From: John Maddock (john_at_[hidden])
Date: 2004-07-24 05:57:50
> This macro (and its friend BOOST_LITTLE_ENDIAN) definition appears in
> boost/detail/limits.hpp. However, that file is included only if
> boost/limits.hpp does not detect the standard <limits>. Thus, it does
> not get defined for more standard compilers.
> The serialization library makes use of this macro (in a test), so I
> wonder how it works on standard compilers.
> I could use the ENDIAN macros in some of my code to provide compile time
> performance options (linux provides something similar).

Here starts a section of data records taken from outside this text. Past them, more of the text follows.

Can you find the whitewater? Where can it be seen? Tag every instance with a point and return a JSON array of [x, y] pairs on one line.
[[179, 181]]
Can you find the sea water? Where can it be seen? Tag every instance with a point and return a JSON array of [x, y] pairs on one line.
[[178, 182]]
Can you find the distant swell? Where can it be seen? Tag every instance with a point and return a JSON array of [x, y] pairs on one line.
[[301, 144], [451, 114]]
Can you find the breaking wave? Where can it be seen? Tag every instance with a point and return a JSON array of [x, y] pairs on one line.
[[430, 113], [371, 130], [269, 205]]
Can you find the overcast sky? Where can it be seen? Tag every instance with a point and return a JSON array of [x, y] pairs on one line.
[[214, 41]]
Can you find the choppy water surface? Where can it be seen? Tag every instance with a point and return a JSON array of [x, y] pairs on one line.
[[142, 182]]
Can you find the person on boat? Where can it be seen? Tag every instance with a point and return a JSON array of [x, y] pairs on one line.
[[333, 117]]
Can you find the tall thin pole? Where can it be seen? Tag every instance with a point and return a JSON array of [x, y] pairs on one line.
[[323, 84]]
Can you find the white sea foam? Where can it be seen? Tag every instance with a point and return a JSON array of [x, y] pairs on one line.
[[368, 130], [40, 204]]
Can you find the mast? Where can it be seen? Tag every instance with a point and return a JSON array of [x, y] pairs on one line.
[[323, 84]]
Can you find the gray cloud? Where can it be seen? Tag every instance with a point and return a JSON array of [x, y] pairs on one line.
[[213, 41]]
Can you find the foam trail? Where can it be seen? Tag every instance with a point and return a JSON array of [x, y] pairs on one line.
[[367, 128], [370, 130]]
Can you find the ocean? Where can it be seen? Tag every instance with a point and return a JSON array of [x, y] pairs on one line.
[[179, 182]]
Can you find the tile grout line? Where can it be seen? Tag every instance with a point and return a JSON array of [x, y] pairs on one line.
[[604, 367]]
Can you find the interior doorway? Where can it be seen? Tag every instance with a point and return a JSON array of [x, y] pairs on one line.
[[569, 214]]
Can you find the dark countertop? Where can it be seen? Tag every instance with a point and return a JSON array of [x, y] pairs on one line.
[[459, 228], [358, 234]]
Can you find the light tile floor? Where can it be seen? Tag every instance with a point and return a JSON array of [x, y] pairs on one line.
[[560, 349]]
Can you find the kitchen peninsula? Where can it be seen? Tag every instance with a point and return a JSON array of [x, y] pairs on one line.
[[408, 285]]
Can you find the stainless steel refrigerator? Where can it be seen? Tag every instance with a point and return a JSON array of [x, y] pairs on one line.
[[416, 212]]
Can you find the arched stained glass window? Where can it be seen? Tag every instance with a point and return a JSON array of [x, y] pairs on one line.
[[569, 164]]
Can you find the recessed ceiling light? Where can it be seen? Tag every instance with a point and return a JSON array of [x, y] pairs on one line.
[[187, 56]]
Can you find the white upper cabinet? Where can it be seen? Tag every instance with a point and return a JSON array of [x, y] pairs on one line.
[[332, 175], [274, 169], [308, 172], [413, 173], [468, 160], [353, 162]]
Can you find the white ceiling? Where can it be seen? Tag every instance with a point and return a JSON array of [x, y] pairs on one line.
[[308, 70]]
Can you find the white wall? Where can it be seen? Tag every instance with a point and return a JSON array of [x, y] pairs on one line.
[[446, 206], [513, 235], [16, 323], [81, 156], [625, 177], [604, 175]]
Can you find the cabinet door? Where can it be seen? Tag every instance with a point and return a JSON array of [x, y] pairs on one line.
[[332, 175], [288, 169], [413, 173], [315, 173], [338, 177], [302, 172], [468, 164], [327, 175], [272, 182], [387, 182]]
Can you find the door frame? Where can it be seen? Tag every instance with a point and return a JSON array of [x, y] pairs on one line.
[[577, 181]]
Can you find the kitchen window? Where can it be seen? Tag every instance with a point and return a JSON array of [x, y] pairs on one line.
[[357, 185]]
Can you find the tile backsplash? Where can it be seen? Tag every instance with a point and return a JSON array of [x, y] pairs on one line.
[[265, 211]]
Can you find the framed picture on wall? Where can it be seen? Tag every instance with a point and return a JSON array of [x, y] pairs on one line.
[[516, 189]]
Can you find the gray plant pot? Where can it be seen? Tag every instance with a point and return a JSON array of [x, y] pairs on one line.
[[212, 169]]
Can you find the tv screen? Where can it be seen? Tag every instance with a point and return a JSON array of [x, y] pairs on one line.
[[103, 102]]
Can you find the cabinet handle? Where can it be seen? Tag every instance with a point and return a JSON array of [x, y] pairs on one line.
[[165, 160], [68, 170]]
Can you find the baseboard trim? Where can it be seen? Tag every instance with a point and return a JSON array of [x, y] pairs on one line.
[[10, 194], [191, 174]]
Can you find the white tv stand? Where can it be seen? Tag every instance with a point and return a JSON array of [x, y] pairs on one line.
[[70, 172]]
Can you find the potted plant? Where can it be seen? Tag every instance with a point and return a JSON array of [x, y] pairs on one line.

Is it possible
> to move the ENDIAN macros into some other header so that they are more
> easily obtained, and also do not force including a limits workaround?
> I also imagine if they were actually included in more compilations, that
> they could get checked for correctness and the maintenance of newer
> platforms would increase.
I think this one has come up before: in general there is no way tell what
the endianness is without doing a runtime test, there's also the problem
that there are more than two orderings possible, for example
for 4 byte types the byte ordering could be any of:
1 2 3 4
4 3 2 1
2 1 4 3
3 4 1 2
throw in 8 or 16 byte types, plus floating point types, and things get
BTW, if you need the endianness in a test, then it is much easier to
determine the byte ordering of a type at runtime than at compile time IMO.
Sorry to complicate things for you again!